The story picks back up in 2010, when Reed – now the bassist for Tea Leaf Green – stepped in with the rest of the band to track what would become Looking West. Days before the band’s record release party at Café Du Nord, in San Francisco, drummer Scott Rager injures his right ankle. Local legend has it while fighting with a bear. His ankle is so badly sprained that he can’t kick the kick drum. Being thoroughly involved with the recording process, McMillan seemed the obvious substitute, and so the band became a five-piece.
“My joining the band wasn’t just musical,” says Cochrane. “It was both musical and personal. It was the right timing for me in my life.”
“Obviously I joined this band because I love the music,” added Reed, “but that wasn’t my primary reason. My primary reason was because, as I got to know these guys, I had so much respect for who they were as people. We really resonated as artists. When I play the songs I wasn’t originally a part of, I’m actively honoring my friends [the band members] and the deep way in which they’ve conducted their lives.”

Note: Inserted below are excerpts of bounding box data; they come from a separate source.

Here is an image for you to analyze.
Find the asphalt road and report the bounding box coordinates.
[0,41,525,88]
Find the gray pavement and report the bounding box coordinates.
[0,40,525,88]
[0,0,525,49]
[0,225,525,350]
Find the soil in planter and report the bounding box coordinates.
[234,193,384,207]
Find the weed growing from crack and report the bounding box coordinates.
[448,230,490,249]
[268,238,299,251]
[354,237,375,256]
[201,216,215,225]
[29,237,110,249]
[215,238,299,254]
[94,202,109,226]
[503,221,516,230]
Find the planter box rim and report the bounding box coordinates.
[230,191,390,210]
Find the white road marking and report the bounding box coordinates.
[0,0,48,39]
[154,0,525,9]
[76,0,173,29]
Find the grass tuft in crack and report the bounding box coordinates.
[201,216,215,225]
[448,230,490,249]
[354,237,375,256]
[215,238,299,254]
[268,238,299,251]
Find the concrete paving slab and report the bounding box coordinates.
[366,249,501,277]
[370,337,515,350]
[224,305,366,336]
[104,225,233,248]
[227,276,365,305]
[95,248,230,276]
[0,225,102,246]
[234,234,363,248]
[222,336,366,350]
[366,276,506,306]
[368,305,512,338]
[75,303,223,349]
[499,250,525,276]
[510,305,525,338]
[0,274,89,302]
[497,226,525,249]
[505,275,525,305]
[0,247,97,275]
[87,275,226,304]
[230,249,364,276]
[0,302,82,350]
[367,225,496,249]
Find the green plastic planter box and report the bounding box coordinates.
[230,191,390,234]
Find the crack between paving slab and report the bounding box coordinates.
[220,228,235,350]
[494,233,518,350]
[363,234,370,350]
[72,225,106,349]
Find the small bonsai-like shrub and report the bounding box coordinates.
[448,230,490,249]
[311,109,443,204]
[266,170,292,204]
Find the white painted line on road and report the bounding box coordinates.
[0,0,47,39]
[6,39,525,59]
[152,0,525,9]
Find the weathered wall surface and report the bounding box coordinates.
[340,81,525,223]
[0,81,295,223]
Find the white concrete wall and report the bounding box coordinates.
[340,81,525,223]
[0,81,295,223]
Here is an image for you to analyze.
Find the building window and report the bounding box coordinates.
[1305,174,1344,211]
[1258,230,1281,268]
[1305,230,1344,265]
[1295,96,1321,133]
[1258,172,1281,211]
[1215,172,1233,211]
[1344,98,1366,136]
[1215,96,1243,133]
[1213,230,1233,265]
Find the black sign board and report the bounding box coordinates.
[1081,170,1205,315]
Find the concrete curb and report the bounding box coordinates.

“At its core, Tea Leaf Green is still true to itself. The sound is still there from when we began. Reed and Cochrane have brought entirely new elements to the band, and I think we’re gaining our footing now as a new five-piece. So I think there’s both elements, there’s the old and the new. We’re the same band, and a totally different one too.”
Now, as the band is set to release In The Wake, its eighth studio album, the band is preparing to enter into its next stage.
“Our process was really different for this one,” says Trevor. “Every other time we’ve come up with songs we did them live for a while then went to the studio and tried to make a good version of it. This time we brought in songs that none of us had heard each other play before.”
“We made a solid pact on this record,” says Mathis. “We drank each other’s blood … and a cup full of each other’s tears to seal the deal. We swore not to perform a note of this music until the record was released, and that we would keep it as secret as possible. My wife hasn’t even heard the songs. In the studio, if Josh wrote the tune and did the first take by himself, even I would’ve never heard the song before. Blank slate.”
The band has been no stranger to change. A survey of their catalogue is a testament to that. With each successive album, one can witness their development from a light-hearted, good-time, stoner band to an outfit of thought-provoking songwriters who push through and into the mystic. They were very open about their process, confiding very intimate details about their own perceptions.
“When we were first starting out I was more into silly, zany things,” said Clark. “I was playing around with the instrumental aspects of music. As I got crushed through life I became more interested in songwriting. I never thought I had any kind of life experience that I could reasonably share with someone that was worthwhile … until I gained it. Then I felt like I had things I could say, so I could sing honestly, but I never thought I could honestly step in, I had to play a character.”
Reed went on to tell a story involving Clark and the new album.
“Josh had to miss some of the sessions because he’s moving and stuff, and a month ago I got to write for a string quartet and make string arrangements for four songs, and then the next day I got to have the San Francisco Jazz Mafia Brass Section, and I wrote horn arrangements for four songs. My favorite string arrangement I did was for one of Josh’s songs and he wasn’t there, so when Josh showed up and I hit play and he heard the string quartet on his song … I mean he almost fucking cried it was so perfect.”
“It was really moving.” Clark confessed.